After a bender, wild crazy night out, there is supposed to be someone to hold your hair back while you let go of all the crazy cocktails consumed much too quickly in the belief it would always be fun and make the night better. Who goes on those magic bar hops all by themselves? No, those are the nights for with your best friends. Granted they might be stories mostly from college and your twenties but they are the stories of your life and become the “tests” of a real friend. How much puke can they hang in there thru? How about you? How much did you make it thru for them?
By your 30′s, you’ve got your significant other and if your are holding hair back for people getting sick, it’s usually for people of the smaller variety. And, with any household with little ones in it, when they get sick – you get sick. At least though, in most cases, there is hopefully someone there to help you out, hold your hair back and bring you tea.
Did you guess I was sick this week? Unfortunately, I was very sick this week, having to go to urgent care and be on bed rest for most of it. As I was realizing how sick I was and that I needed medical help, I was also realizing that I had no one to call to help me. I wasn’t well enough to get to the doctor on my own but I had no partner to help me. Sure, I guess I could try calling my sister but she never answers and is completely unreliable because you never know if she is going to answer or show.

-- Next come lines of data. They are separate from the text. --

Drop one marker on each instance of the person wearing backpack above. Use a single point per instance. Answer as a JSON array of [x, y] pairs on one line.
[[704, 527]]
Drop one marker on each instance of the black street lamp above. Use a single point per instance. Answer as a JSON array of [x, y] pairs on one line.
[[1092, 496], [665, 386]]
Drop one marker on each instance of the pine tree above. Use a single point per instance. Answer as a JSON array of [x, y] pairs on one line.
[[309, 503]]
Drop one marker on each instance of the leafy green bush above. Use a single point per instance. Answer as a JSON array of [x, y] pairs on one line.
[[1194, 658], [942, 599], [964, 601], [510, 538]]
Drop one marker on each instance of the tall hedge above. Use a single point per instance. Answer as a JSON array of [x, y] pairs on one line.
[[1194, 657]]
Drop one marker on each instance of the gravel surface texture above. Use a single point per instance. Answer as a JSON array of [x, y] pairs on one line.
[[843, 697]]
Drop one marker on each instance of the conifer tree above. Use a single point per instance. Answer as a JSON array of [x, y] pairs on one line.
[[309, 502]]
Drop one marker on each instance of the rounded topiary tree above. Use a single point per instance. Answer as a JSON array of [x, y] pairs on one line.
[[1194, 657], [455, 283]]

So, really not someone I can call.
And, while I tried not to start crying from the frustration of it, the helplessness of being that alone, because well I couldn’t breathe as is let alone if I added sobbing to it, an absolute irritation that I am this far down the road from the divorce, relationships & dating and this is still where I am took over me.
I want someone that when I am sick will hold my hair out of the way. I want someone that when I am sick will drive me to the doctor’s appointment. Well, not because I really want to be sick or think it’s so romantic for someone to watch you lose your lunch. But, because, when you have reached the point in which you do that for each other – the real in sickness and in health – without the vows, when it’s because you really like the person that much – there is a commitment and a bond with another person that says “I will not let you be alone.”
That’s why I want some one to hold my hair.